Wednesday, June 11, 2008

We do not drill for oil. We do not help ourselves when we allow Exxon to Steal From Us. Say No, to ANWR Drilling!

Testimony of Bob Armstrong, Assistant Secretary for Land and Minerals Mgmt
In addressing this matter, it is important to understand the nature of posted prices and the problems posed by using this measure to ascertain market value for federal oil and gas. Posted prices are set by the marketing or refining arms of oil companies as an offer to buy crude oil. Posted prices are not an obligation to buy, but merely a reference point or starting point for negotiating a market price on the open market. Frequently, premiums are paid above posted prices in non-affiliated transactions. Based on our analyses of company transactions, we know that these premiums can range from $0.25 per barrel to $2.00 per barrel. However, when the producing arms of large integrated oil companies (the lessee) transfer oil in-house to their marketing or refining arms, they typically pay royalties on their posted price. In other words, some oil companies have been selling oil at one price and paying royalties on a lower price. This is unfair to the American taxpayer, and it violates the basic principle that royalty must be paid on no less than gross proceeds.
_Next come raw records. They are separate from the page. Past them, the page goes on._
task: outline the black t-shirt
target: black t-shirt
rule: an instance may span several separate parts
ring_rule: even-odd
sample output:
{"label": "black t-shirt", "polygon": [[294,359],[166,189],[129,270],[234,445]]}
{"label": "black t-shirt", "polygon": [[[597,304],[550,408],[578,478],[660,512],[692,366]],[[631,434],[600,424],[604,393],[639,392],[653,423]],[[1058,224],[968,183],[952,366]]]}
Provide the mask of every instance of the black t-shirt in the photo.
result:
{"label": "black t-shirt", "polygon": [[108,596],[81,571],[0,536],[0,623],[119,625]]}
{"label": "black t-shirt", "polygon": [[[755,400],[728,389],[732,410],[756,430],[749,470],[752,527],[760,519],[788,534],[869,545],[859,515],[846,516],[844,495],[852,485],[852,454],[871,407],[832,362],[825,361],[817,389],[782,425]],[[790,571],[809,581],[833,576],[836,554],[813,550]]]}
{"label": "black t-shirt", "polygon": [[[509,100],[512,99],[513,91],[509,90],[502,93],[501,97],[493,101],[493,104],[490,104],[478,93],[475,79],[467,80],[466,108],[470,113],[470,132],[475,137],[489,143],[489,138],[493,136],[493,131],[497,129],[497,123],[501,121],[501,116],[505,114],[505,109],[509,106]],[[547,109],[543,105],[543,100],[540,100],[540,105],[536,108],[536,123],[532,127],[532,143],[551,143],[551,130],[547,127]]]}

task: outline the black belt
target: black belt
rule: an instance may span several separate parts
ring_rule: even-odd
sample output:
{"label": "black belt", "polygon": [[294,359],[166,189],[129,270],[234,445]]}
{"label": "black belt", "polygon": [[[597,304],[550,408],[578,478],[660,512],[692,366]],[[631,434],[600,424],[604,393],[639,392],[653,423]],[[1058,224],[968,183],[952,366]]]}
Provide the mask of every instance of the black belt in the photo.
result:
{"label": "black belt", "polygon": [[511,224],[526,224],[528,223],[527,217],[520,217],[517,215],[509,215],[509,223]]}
Investigations by an assortment of concerned parties have confirmed the inadequacy of posted prices as a basis for valuing production for royalty purposes. A number of States (e.g., Alaska, California, New Mexico, Texas, and Louisiana) have brought suit against several major oil companies primarily for basing royalties, severance taxes, and other payments on posted prices that are below market value, and have received settlements ranging from tens of millions to billions of dollars. At least seven class actions against the industry have been filed on behalf of private landowners over the past two years. One of these has been settled for several million dollars.

In February, the Department of Justice (DOJ) announced it would intervene in qui tam suits against four major oil companies accused of undervaluing oil production from Federal leases and, in May, DOJ added a fifth company to its investigation. In addition, the Department of the Interior, has issued bills for $257 million as a result of audits for the period 1980 - 1995 on undervaluation of crude oil royalty payments in California alone. We are currently auditing oil royalty payments on all other Federal lands.